A circumstance which in itself would have hardly been sufficient to overthrow municipal organisation, certainly contributed to divert people's minds from the customary trend of local patriotism and to make the performance of certain duties difficult — I mean the spread of Christianity. Municipal institutions were intertwined with cults of Roman and local gods, including religious devotion to the Deity of the Emperors.
The new faith, on the other hand, did not admit of sacrifices or prayer to the false gods of heathendom: hence a conflict which did not admit of a ready solution. Let us listen to the somewhat exaggerated statement of Tertullian — "We concede," he says, "that a Christian may without endangering salvation assume the honour and title of public functions — if he does not offer sacrifices nor authorise sacrifices, if he does not furnish victims, if he does not entrust anybody with the upkeep of temples, if he does not take part in the management of their income, if he does not give games either at his own or at the public expense, if he does not preside at them, if he does not announce or arrange any festival, if he avoids all kinds of oath and abstains, while exercising power, from giving sentence in regard to the life or the honour of men, decisions as to money matters being excepted, if he does not proclaim edicts, nor act as a judge, nor put people into prison or inflict torture on them. But is all this possible ?"

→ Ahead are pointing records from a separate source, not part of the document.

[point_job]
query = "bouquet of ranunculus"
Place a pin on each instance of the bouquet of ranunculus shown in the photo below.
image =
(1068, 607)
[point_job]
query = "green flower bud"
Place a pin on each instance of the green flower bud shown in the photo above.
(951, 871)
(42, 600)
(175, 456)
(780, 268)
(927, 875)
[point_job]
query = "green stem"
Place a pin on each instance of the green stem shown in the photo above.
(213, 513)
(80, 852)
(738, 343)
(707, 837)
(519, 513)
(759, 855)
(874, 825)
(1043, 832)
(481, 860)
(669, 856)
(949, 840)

As a matter of fact the heathen State did certainly not go out of its way to make all these exceptions possible, and conflicts between law and religious conviction arose every day. On many occasions Christians of a softer mould submitted to what they considered to be inevitable, and performed most of the duties challenged by the fiery African. The Church had to work out a penitentiary code for those among its members who had sullied themselves by heathen practices (see e.g. the canons of the Synod of Elvira in Spain) Sometimes again the more firm among the Christians made a stubborn stand and were martyrised for their protest as enemies of the Roman State. Altogether there can be no doubt that the inherent contradiction between Christian religion and the pagan practices of municipal life did put an extra strain on the latter and could not but increase the disorder which was setting in.
The bold step taken by Constantine in recognising Christianity as a state religion saved the situation to some extent, but it could not do away at a stroke with all the pagan elements of municipal life the strife between religions assumed a new aspect, and as the vital connexion between local self-government and local cults was never restored, that unity of conception which marked antiquity when at its best had to be replaced by a deep dualism tending towards new solutions of political and moral problems. The greatest representative of conquering Christianity, St Augustine, recognises the defeat of the material world of antiquity and has to fashion his ideals according to a scheme of two cities in which only the heavenly one appeals to his devotion and energy.